The Unblinking Eye la conosciamo da qualche tempo ormai e qui è semplicemente riproposta in una versione più corta e con un assolo centrale abbreviato (l'originale era noioso e pedante). Anche Up abbiamo avuto modo di ascoltarla, ancora una volta attraverso la radio inglese e aveva suscitato grande disappunto tra i fans, soprattutto tra quelli che sanno tutto, conoscono tutto e se sono loro a dover giudicare si accontentano di farlo dopo aver ascoltato una canzone mezza volta, ma se a farlo sei tu allora devono tapparsi la bocca, altrimenti chissà che anatemi! Ma la bocca per fortuna gliela chiude Roger con questo ennesimo esperimento, che affonda a piene mani nel passato dell'artista. Roger per inciderla ha utilizzato il vecchio Jupiter 8, il sinth sul quale nel 1984 ha preso vita Radio Ga Ga. Il risultato è un mix da mani nei capelli tra dance e rock, una di quelle cose un po' matte che, ne sono certo, saranno contestate da certuni, ma che io apprezzo perché ne ho già sentite parecchie di cose del genere. Negli album dei Queen, of course, dove sennò?

Il disco si chiude con Smile, ennesima ballata emozionata ed emozionante, che conferma una volta di più la maturità e credo anche la pace interiore raggiunta da Roger. Non appagamento, ma semmai una visione più chiara delle cose e quindi anche della musica. Il brano presenta parecchi riferimenti ai Beatles nell'arrangiamento e ho il sospetto che anche questa sia dedicata a Sarina. Per essere davvero straordinaria le manca qualcosa però: un assolo di chitarra.
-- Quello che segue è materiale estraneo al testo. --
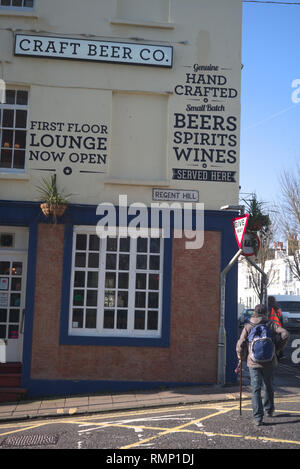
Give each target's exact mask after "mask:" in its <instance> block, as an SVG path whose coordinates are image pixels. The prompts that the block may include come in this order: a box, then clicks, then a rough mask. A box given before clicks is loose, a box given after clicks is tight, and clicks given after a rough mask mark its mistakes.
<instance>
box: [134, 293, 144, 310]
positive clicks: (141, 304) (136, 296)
mask: <svg viewBox="0 0 300 469" xmlns="http://www.w3.org/2000/svg"><path fill="white" fill-rule="evenodd" d="M135 306H137V307H138V308H145V306H146V293H145V292H136V293H135Z"/></svg>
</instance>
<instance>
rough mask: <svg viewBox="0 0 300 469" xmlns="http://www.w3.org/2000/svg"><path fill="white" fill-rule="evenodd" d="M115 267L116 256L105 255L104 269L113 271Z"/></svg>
mask: <svg viewBox="0 0 300 469" xmlns="http://www.w3.org/2000/svg"><path fill="white" fill-rule="evenodd" d="M116 266H117V256H116V254H107V255H106V268H107V269H108V270H115V269H116Z"/></svg>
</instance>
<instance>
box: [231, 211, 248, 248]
mask: <svg viewBox="0 0 300 469" xmlns="http://www.w3.org/2000/svg"><path fill="white" fill-rule="evenodd" d="M248 219H249V215H248V214H246V215H243V216H242V217H237V218H234V219H233V220H232V225H233V229H234V234H235V238H236V241H237V243H238V247H239V249H241V247H242V243H243V238H244V234H245V232H246V226H247V223H248Z"/></svg>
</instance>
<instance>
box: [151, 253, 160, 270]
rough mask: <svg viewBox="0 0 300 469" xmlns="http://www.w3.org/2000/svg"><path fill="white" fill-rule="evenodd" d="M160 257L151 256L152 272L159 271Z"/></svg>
mask: <svg viewBox="0 0 300 469" xmlns="http://www.w3.org/2000/svg"><path fill="white" fill-rule="evenodd" d="M159 261H160V257H159V256H150V269H151V270H159Z"/></svg>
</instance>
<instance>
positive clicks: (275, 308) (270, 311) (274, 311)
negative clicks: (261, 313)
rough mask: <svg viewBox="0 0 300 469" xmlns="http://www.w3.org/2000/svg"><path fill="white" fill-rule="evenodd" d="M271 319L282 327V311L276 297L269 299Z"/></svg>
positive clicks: (275, 322)
mask: <svg viewBox="0 0 300 469" xmlns="http://www.w3.org/2000/svg"><path fill="white" fill-rule="evenodd" d="M268 311H269V319H270V320H271V321H274V322H275V323H276V324H278V326H281V327H282V311H281V309H280V308H279V306H278V304H277V303H276V300H275V297H274V296H269V297H268Z"/></svg>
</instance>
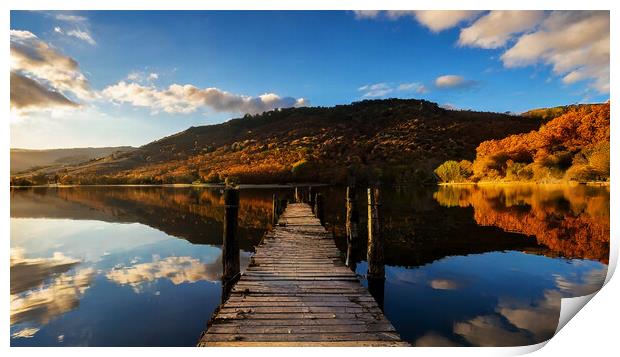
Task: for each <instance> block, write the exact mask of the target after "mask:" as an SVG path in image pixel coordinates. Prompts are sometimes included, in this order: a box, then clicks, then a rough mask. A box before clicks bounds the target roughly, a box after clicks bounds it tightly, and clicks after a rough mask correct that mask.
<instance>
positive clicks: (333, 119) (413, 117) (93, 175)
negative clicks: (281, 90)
mask: <svg viewBox="0 0 620 357" xmlns="http://www.w3.org/2000/svg"><path fill="white" fill-rule="evenodd" d="M540 123H541V120H540V119H536V118H523V117H519V116H511V115H505V114H498V113H486V112H473V111H458V110H446V109H443V108H441V107H439V106H438V105H437V104H435V103H432V102H428V101H424V100H413V99H410V100H402V99H388V100H365V101H362V102H356V103H353V104H351V105H338V106H335V107H306V108H289V109H282V110H274V111H269V112H265V113H263V114H259V115H254V116H252V115H246V116H245V117H243V118H239V119H233V120H230V121H228V122H226V123H223V124H218V125H209V126H200V127H192V128H189V129H187V130H186V131H183V132H180V133H177V134H174V135H171V136H169V137H165V138H163V139H160V140H157V141H154V142H152V143H149V144H147V145H144V146H143V147H141V148H139V149H137V150H135V151H132V152H128V153H124V154H120V155H113V156H109V157H106V158H103V159H100V160H97V161H93V162H89V163H87V164H85V165H78V166H75V167H71V168H66V169H63V170H61V171H50V170H48V171H45V170H40V171H37V172H32V173H28V174H27V175H21V176H18V177H14V181H13V182H14V183H18V184H29V183H35V184H42V183H43V184H44V183H48V182H60V183H63V184H76V183H77V184H80V183H81V184H85V183H100V184H102V183H192V182H207V183H215V182H224V181H226V180H228V181H235V182H241V183H273V182H308V181H314V182H317V181H320V182H343V181H344V180H345V179H346V176H347V171H348V170H355V172H356V175H357V176H358V178H359V179H360V180H376V179H379V180H382V181H383V182H397V183H410V182H434V181H435V178H434V175H433V169H434V168H435V167H436V166H437V165H438V164H440V163H441V162H443V161H445V160H447V159H450V158H454V157H461V158H466V159H469V160H473V159H474V157H475V149H476V147H477V146H478V145H479V144H480V143H481V142H483V141H485V140H490V139H500V138H503V137H505V136H507V135H511V134H518V133H525V132H529V131H531V130H534V129H537V128H538V127H539V126H540Z"/></svg>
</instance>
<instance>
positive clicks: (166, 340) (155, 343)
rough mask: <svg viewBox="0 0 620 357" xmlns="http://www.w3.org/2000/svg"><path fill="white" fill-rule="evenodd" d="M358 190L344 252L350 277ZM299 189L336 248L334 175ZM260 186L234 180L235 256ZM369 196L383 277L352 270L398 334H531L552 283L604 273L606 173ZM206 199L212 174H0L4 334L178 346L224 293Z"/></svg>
mask: <svg viewBox="0 0 620 357" xmlns="http://www.w3.org/2000/svg"><path fill="white" fill-rule="evenodd" d="M362 189H363V188H360V192H358V194H357V202H356V203H357V208H358V210H359V212H360V214H359V219H360V222H359V226H358V240H357V241H356V242H352V243H354V244H356V246H355V247H354V248H355V249H352V250H351V253H350V254H349V257H350V258H351V261H350V263H351V266H352V268H353V269H354V270H355V271H356V272H357V273H358V274H359V275H360V277H362V278H363V279H364V278H365V276H366V272H367V264H366V261H365V254H366V248H367V247H366V241H367V235H366V232H367V226H366V202H365V198H366V195H365V194H364V192H363V191H362ZM314 190H316V191H315V192H321V193H322V194H323V196H324V197H325V200H326V204H325V213H326V214H325V216H326V221H327V227H328V229H329V230H331V231H332V232H333V233H334V234H335V237H336V243H337V244H338V246H339V248H340V249H341V251H342V255H343V259H344V257H346V255H347V240H346V235H345V231H346V229H345V225H344V220H345V217H346V211H345V197H346V193H345V190H344V189H343V188H338V187H320V188H315V189H313V191H314ZM300 191H301V194H302V195H306V194H307V191H306V190H304V189H302V190H300ZM274 193H277V194H278V197H279V198H282V197H285V198H286V196H287V195H288V196H289V197H292V193H293V191H292V190H271V189H247V190H242V192H241V200H240V209H239V225H240V227H239V236H240V247H241V250H242V252H241V266H242V270H243V269H244V268H245V266H247V264H248V262H249V259H250V257H251V255H252V251H253V247H254V246H255V245H256V244H258V243H259V242H260V239H261V237H262V235H263V232H264V231H265V230H266V229H268V228H269V226H270V224H271V207H272V195H273V194H274ZM382 195H383V201H384V202H385V203H386V204H384V205H383V207H382V212H381V214H382V217H383V236H384V237H385V239H386V241H385V263H386V268H385V271H386V274H385V280H381V281H378V282H377V281H365V280H364V284H367V286H368V287H369V290H370V291H371V293H372V294H373V296H375V298H376V300H377V301H378V302H379V303H380V305H381V306H382V308H383V309H384V311H385V313H386V315H387V317H388V318H389V319H390V320H391V321H392V323H393V324H394V325H395V327H396V328H397V330H398V331H399V333H400V334H401V336H402V337H403V338H404V339H406V340H407V341H409V342H410V343H412V344H415V345H419V346H426V345H433V346H453V345H465V346H469V345H476V346H477V345H482V346H486V345H515V344H517V345H520V344H530V343H536V342H540V341H542V340H544V339H547V338H549V337H550V336H551V335H552V334H553V332H554V331H555V328H556V326H557V321H558V317H559V307H560V299H561V298H563V297H571V296H580V295H584V294H589V293H591V292H593V291H595V290H596V289H598V288H599V287H600V286H601V285H602V282H603V280H604V276H605V272H606V268H607V267H606V263H607V261H608V255H609V188H608V187H587V186H577V187H560V186H558V187H541V186H518V187H517V186H498V187H471V186H468V187H465V186H459V187H452V186H445V187H438V188H437V187H433V188H431V189H428V188H422V189H405V188H398V189H384V191H383V193H382ZM222 205H223V202H222V195H221V192H220V190H217V189H196V188H172V187H82V188H80V187H74V188H47V189H46V188H30V189H12V190H11V337H12V338H11V345H14V346H22V345H34V346H41V345H98V346H110V345H111V346H131V345H143V346H144V345H148V346H150V345H159V346H168V345H176V346H179V345H181V346H183V345H188V346H191V345H194V344H195V343H196V341H197V339H198V337H199V335H200V332H201V331H202V330H203V329H204V327H205V324H206V322H207V321H208V320H209V317H210V316H211V313H212V312H213V311H214V310H215V308H216V307H217V306H218V305H219V303H220V302H221V299H222V297H223V296H224V295H225V290H226V286H223V285H222V283H221V281H220V278H221V272H222V266H221V249H220V245H221V242H222V219H223V213H224V210H223V207H222ZM223 290H224V293H223ZM223 294H224V295H223ZM136 331H140V333H139V334H137V333H136Z"/></svg>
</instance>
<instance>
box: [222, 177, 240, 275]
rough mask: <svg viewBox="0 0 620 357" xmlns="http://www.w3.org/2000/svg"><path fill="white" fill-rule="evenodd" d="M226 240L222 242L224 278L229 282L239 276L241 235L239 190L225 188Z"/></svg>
mask: <svg viewBox="0 0 620 357" xmlns="http://www.w3.org/2000/svg"><path fill="white" fill-rule="evenodd" d="M224 208H225V212H224V242H223V244H222V264H223V274H222V280H223V281H224V282H228V281H231V280H234V279H236V278H238V277H239V273H240V266H239V237H238V236H237V226H238V220H239V190H238V189H236V188H230V187H229V188H226V189H225V190H224Z"/></svg>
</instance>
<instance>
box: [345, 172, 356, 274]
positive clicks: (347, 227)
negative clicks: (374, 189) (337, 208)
mask: <svg viewBox="0 0 620 357" xmlns="http://www.w3.org/2000/svg"><path fill="white" fill-rule="evenodd" d="M355 203H356V193H355V183H354V182H352V183H351V185H350V186H348V187H347V196H346V205H347V207H346V209H347V210H346V212H347V213H346V226H345V228H346V234H347V259H346V262H345V264H346V265H347V266H348V267H349V268H352V269H355V267H354V266H355V255H356V253H357V245H358V242H357V237H358V224H359V212H358V210H357V205H356V204H355Z"/></svg>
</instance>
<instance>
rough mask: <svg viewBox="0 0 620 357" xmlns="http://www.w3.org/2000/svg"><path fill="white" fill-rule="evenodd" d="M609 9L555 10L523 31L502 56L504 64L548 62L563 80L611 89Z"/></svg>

Sono alla fine. La pagina bianca si è riempita e con timore sono pronto a lanciarla in rete, senza alcuna velleità giornalistica. Lo sapete, non amo recensire e imporre così il mio pensiero. È il piacere della condivisione che mi ha spinto ad essere qui con voi anche stavolta. Fun On Earth è un bellissimo viaggio dell'anima, un percorso sonoro che merita di essere comprato e ascoltato più volte fino a farlo diventare parte delle proprie giornate. Diffondetelo, proponetelo ai vostri amici, perché Roger Taylor è tornato e ci ha fatto un bellissimo regalo.